Summary
A conduit head, dating originally from 1636, carved and moulded in Jacobean style combining Gothic and Renaissance details, relocated elsewhere in the C18 and C19; since 1937, resited in a public park and rebuilt as a garden feature.
Reasons for Designation
Scriven’s Conduit, an elaborate C17 carved stone structure, is listed at Grade II* for the following principal reasons:
* Architectural interest: the conduit head is remarkable for its elaborate Gothic form, and the quality and richness of its decorative and symbolic carving, which includes representations of the resources of the Vale of Gloucester;
* Historic interest: the structure was originally erected in 1636 as a conduit head over a piped water supply in the centre of the city of Gloucester;
* Group value: in its current location, in a public park, it has group value with the King’s Board and the remains of the Chapel of St Mary Magdalene (both listed at Grade II*), and the lodge and gatepiers (both listed at Grade II), all forming part of the landscape garden of Hillfield House (listed Grade II), now Hillfield Gardens.
History
Scriven’s Conduit was built in 1636 for Alderman John Scriven in Southgate Street, Gloucester, to provide the city with water piped from Robin's Wood Hill. The conduit head was removed in 1784 and rebuilt in a garden in Dog Lane on the east side of the city. In the 1830s, when the area was developed as the new Clarence Street, the conduit head was moved by Edmund Hopkinson to the grounds of his house, Edgeworth Manor. Finally, in 1937, it was given to the City of Gloucester and reconstructed as a feature in Hillfield Gardens that year. Hillfield Gardens was formerly the large suburban garden to Hillfield House, an Italianate villa built in 1867 which remained a private residence until the First World War, when it was used as an emergency hospital, and then as a Church House by the Diocese of Gloucester. Hillfield House (listed Grade II) was acquired by the City of Gloucester in the 1930s, becoming offices for the city and, later, county councils; the gardens were created as a public park, which included the surviving portion of the C12 former Chapel of St Mary Magdalene’s Hospital for leprosy (listed Grade II*), an Italianate lodge and an elaborate balustraded gateway and flanking walls (both listed Grade II). To this ensemble, Scriven’s Conduit was added, together with The King’s Board (listed Grade II*), a relocated, decagonal, arcaded structure dating from the late-C14, formerly a preaching cross and later the butter cross; the whole group creating a miniature country house landscape in a suburban setting.
Details
A conduit head, dating originally from 1636, carved and moulded in Jacobean style combining Gothic and Renaissance details, relocated elsewhere in the C18 and C19; since 1937, resited in a public park and rebuilt as a garden feature.
MATERIALS
Painswick limestone ashlar.
PLAN
Octagonal on plan.
DESCRIPTION
The structure has a plain ashlar plinth of two courses on a later platform; there are triple shafts at each corner with moulded bases, and deeply-carved foliage capitals which support a crowning entablature and a miniature, crenellated parapet, pierced with circular openings. Eight moulded ogee ribs spring from the corners at parapet level, and are gathered to form an open crown capped by an elaborately carved finial, which formerly carried a statue of Jupiter Fluvius pouring rainwater on Sabrina, goddess of the River Severn.
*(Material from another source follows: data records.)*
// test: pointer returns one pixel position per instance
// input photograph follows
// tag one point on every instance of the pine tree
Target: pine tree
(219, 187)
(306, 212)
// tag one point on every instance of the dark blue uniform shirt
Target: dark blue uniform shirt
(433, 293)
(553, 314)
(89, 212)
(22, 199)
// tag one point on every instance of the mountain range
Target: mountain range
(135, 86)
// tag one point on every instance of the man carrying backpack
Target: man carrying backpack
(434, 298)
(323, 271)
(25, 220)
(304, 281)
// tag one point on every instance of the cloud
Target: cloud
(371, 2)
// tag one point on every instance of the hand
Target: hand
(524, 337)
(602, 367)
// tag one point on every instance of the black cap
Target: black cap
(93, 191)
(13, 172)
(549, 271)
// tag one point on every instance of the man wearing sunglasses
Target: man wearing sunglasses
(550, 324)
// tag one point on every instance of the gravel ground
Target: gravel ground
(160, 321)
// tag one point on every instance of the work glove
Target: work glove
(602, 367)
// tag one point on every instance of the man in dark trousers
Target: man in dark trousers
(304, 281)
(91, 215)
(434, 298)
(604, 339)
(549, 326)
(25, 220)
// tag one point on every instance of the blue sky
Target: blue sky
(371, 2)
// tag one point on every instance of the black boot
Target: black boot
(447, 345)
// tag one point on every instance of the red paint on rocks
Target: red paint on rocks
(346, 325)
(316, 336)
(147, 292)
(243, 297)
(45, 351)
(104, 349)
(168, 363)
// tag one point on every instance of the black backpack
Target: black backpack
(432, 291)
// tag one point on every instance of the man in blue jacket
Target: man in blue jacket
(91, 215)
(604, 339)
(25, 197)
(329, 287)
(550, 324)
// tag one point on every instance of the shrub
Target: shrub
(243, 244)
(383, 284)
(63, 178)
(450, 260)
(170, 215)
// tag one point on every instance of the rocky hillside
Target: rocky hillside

In each face between the triple shafts is a pointed arch, open above and infilled below, with a central shaft on the infill which may have risen as a mullion in the upper part of the arch. At each angle of the frieze is a boldly-projecting and vigorously-carved lion's head; on each face of the frieze, a carved medallion depicts one of the resources of the Vale of Gloucester. They include cider, wool, corn and fish; some are badly weathered. Each roundel is flanked by scallop shells.
This list entry was subject to a Minor Enhancement on 18 May 2023 to amend the description.